Mientras la investigación por el crimen de Agostina Vega avanza sobre las últimas pruebas recolectadas por la fiscalía, la familia de la adolescente enfrenta otro momento devastador: encontrar la manera de comunicarle a la madre de la joven que su hija fue asesinada.
La situación fue relatada por Miguel Vega, abuelo de Agostina, quien habló públicamente pocas horas después de confirmarse el hallazgo de restos que corresponderían a la adolescente de 14 años desaparecida desde el 23 de mayo.
“No sé cómo decirle a mi hija que la mataron”, confesó el hombre, visiblemente afectado por la tragedia que golpeó a toda la familia.

Según explicó, la madre de Agostina permanece internada y todavía no había sido informada formalmente sobre el resultado de la búsqueda. Por ese motivo, los médicos y familiares analizaban la forma más adecuada de transmitirle una noticia que, reconoció, nadie está preparado para dar.
“Nos está esperando el cuerpo médico para poder darle esta terrible noticia que no sabemos cómo se la vamos a poder decir”, sostuvo.
Miguel relató además que la mujer pasó las últimas horas bajo asistencia profesional y acompañada por sus seres queridos. Indicó que recibió medicación para atravesar el cuadro de angustia que sufrió durante la búsqueda y que los médicos seguían de cerca su evolución.
En medio del dolor, el abuelo de la adolescente también salió al cruce de algunas versiones que comenzaron a circular tras el hallazgo de los restos. Con firmeza, defendió a su hija y rechazó cualquier sospecha sobre ella.
“Se hablaron cosas de mi hija que no tienen nada que ver”, afirmó, al tiempo que aclaró que la mujer no está imputada ni es investigada en la causa.
“Somos una familia unida, somos buena gente, todo el mundo nos conoce.

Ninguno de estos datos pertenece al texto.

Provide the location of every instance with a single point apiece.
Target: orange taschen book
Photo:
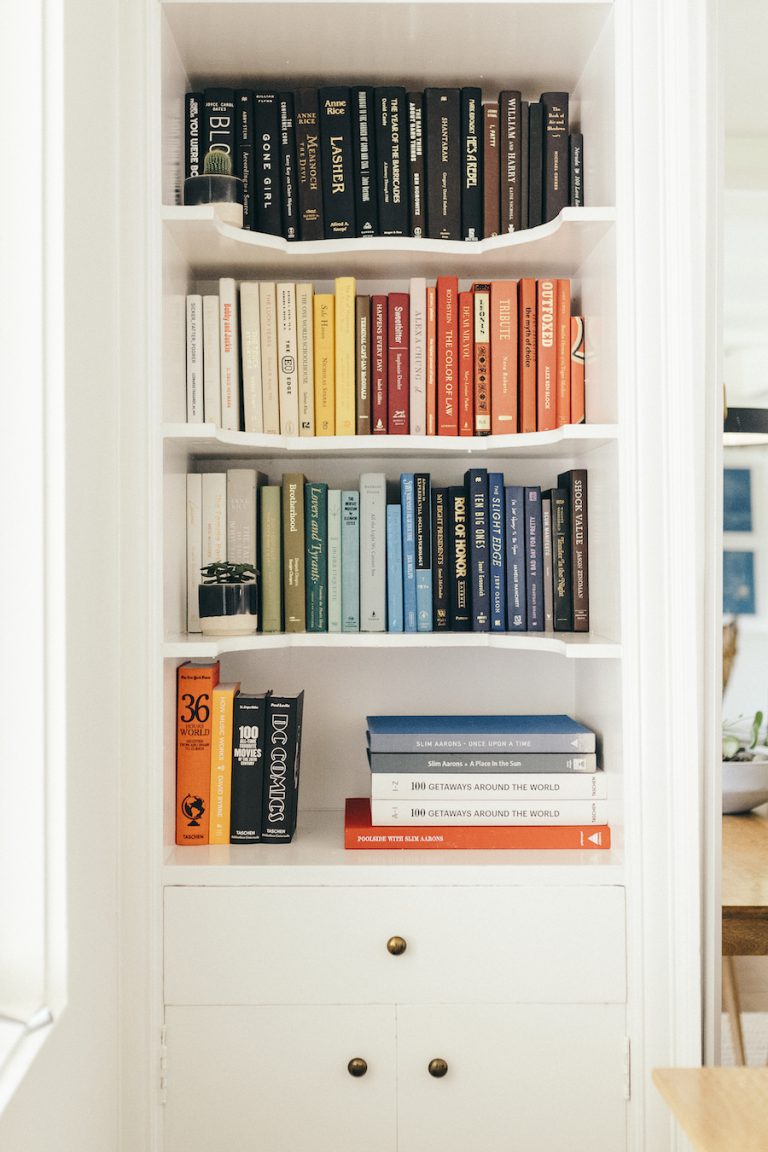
(563, 346)
(221, 717)
(546, 356)
(527, 355)
(195, 684)
(360, 833)
(503, 356)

Todo lo que están hablando de ella es mentira”, agregó.
La conversación derivó inevitablemente hacia la investigación judicial. Allí, Miguel dejó en claro que no piensa bajar los brazos y anticipó que continuará participando de las movilizaciones para reclamar justicia por Agostina.
“No voy a parar hasta que esté el último responsable preso”, aseguró.

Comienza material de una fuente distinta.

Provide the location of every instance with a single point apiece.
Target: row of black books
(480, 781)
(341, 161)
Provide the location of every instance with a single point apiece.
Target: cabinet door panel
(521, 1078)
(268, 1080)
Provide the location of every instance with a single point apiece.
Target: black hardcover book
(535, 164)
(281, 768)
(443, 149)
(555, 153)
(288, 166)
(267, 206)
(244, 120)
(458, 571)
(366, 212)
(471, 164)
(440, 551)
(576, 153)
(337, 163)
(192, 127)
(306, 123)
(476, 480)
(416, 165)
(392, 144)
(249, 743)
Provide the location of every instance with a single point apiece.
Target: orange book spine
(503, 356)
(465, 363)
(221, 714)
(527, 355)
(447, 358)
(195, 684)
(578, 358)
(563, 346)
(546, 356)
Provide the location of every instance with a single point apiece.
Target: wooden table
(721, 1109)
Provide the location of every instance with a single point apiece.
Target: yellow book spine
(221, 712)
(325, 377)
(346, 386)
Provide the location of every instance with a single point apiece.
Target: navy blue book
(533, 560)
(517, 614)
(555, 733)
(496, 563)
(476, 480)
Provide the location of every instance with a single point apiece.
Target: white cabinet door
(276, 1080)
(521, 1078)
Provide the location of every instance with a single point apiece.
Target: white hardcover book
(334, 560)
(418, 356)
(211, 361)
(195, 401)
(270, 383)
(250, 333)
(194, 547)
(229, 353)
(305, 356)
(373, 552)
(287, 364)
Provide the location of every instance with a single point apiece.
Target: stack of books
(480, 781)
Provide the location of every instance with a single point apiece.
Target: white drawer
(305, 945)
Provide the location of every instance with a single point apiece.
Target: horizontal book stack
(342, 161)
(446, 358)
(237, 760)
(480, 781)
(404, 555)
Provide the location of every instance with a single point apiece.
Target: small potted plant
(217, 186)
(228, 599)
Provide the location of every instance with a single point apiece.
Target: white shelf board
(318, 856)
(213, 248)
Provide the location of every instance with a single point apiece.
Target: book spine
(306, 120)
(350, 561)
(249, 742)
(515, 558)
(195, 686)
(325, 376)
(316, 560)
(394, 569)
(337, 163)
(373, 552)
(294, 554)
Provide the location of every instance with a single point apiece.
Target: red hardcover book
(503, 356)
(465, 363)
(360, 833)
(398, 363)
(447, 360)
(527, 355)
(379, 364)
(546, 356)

El hombre también expresó sus dudas respecto de la posibilidad de que Claudio Barrelier, el principal acusado, haya actuado solo. Según contó, está convencido de que existen otras personas involucradas y sostuvo que incluso el fiscal les transmitió indicios en esa dirección.
Con visible enojo, reclamó la pena más severa para quienes resulten responsables del crimen. “Quiero que todos los responsables se pudran en la cárcel. Lo que le hicieron a mi nieta no tiene perdón de Dios”, afirmó.
Pese a la magnitud del golpe, Miguel intentó describir cómo enfrenta estas horas. Dijo sentirse “quebrado, pero no roto” y aseguró que intentará seguir adelante por el resto de su familia.
También destacó las innumerables muestras de apoyo recibidas desde que se conoció el desenlace del caso. Contó que vecinos, amigos y personas desconocidas se acercaron para acompañarlo, y que incluso recibió llamados desde otros países.
En medio de una investigación que todavía busca responder muchas preguntas, las palabras del abuelo reflejaron otra dimensión de la tragedia: la de una familia que aún intenta asimilar la pérdida de una adolescente de 14 años y que ahora debe afrontar el momento más difícil de todos, comunicarle a una madre que la búsqueda de su hija terminó de la peor manera.